Читать «Книга 3. Между двух революций» онлайн - страница 6

Андрей Белый

Быт Соловьевых — безбытный; быт Коваленских — тяжеловат, угловат (углы — с остриями).

Третий флигель чаще всего пустовал; принадлежал он Николаю Михайловичу Коваленскому, председателю Виленской судебной палаты, приезжавшему в Дедово на отпуск; в нем ночевал Эллис в своих наездах на Дедово; Н. М. родители Сережи как-то чуждались; отчуждение переносилось на бабушку, защищавшую Н. М. миной: «Тишь, гладь, благодать»; а были — «бездны», кажется, нарытые дядюшкой.

Флигельки выходили террасами к клумбе, перед которой тряслась сутуленькая «бабуся», маленькая и черненькая, с чопорно-сладким выражением — не лица, а — раз навсегда вытканного на ковре герба; герб изображал «идиллию над безднами».

За главным домом был склон к обсаженному березой и ивою позеленевшему пруду; склон был сырой, заросший деревьями, травами и цветами; веснами здесь цвели незабудки; и пахло ландышами; в июне дурманила «ночная красавица»; с трех сторон пруд обходил вал, в деревьях; с четвертой стороны близились домики Дедова; цветистые девки ходили купаться в пруд; в близлежащем кустарнике, в фантазии Сережи, залегал дядя-доцент, наслаждаясь формами граций.

— «Впрочем, Боря, — это лишь миф, построенный на основании кем-то в кустах вытоптанной травы».

С вала виделся луг с прилегающим лесом; и — крюковская дорога.

С противоположной стороны, вид на которую открывали окна нашего домика, за проезжей дорогой, был луг, проколосившийся злаками и окаймленный белыми стволиками грациозных, легких березовых куп; впереди он обрывался кустом, переходящим в темную рощу; она закрывала село Надовражино, куда мы шагали после вечернего чая, украшенного «семейным гербом», земляникой и сливками; здесь, в Надовражине, в крестьянском домике, обитали три сестры Любимовы; у них мы распевали народные песни и поминали «нечистого»; раздавались едкие замечания по адресу Коваленских, после чего из папиросного дыма затягивали: «Вы жертвою пали»; мы и сестры Любимовы ниспровергали власть: бар и помещиков.

Вот обстановка, в которую летом я попадал каждый год, пока события личной жизни не удалили меня из Дедова, куда я вернулся лишь в 1917 году, чтоб с ним проститься.

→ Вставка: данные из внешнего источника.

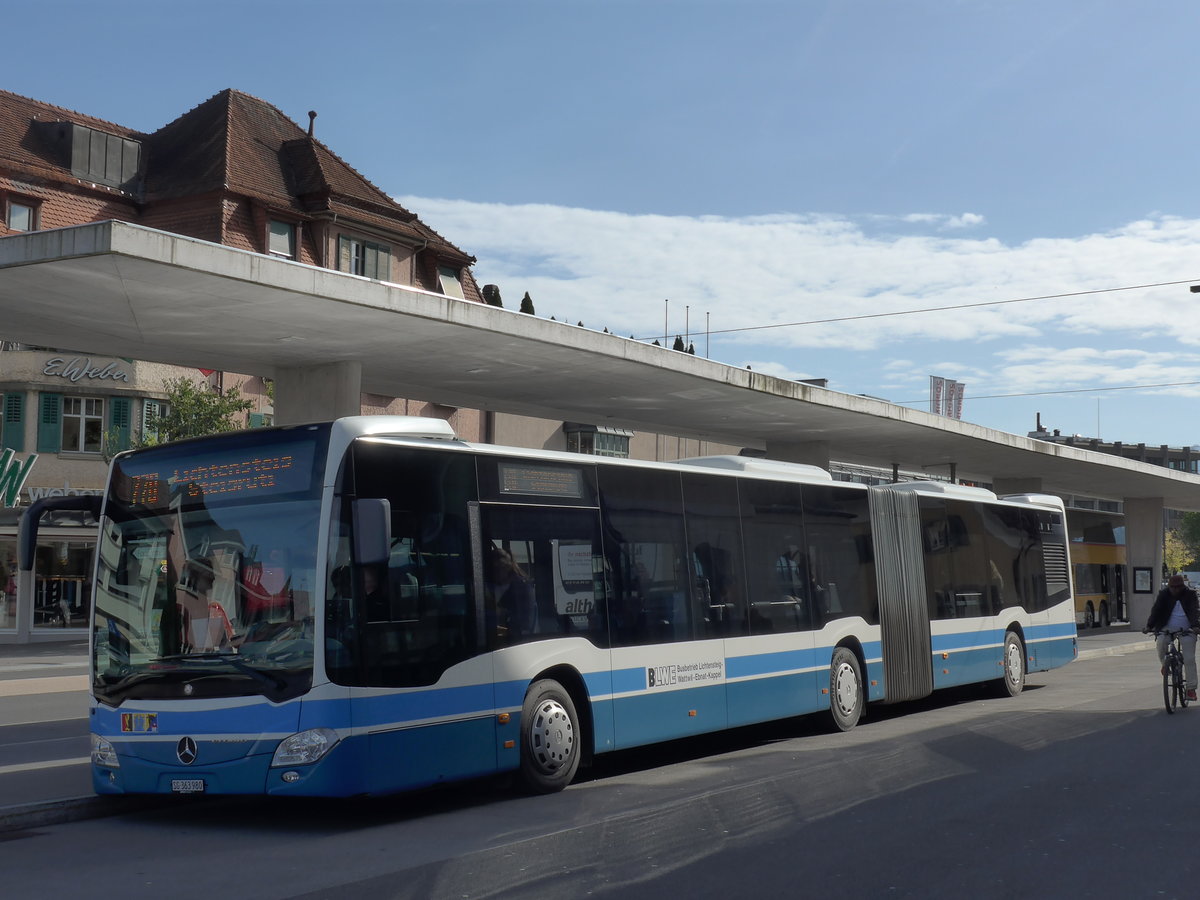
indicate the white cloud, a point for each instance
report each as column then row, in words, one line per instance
column 615, row 270
column 744, row 277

Здесь был замкнутый круг, ничем не напоминающий московскую жизнь; жил, точно в сказке, в жизни друга, становясь порой ухом и глазом; Сережа передавал мне свои семейные «тайны»; из слов его возникал мир, более интересный и более жуткий, чем роман с «привидениями»; в нем Эдгар По сочетался со «старухою» Эркмана-Шатриана; здесь изучал я падение одного рода; и, когда возвращался в Москву, мне казалось, что я проснулся и Дедово привиделось мне.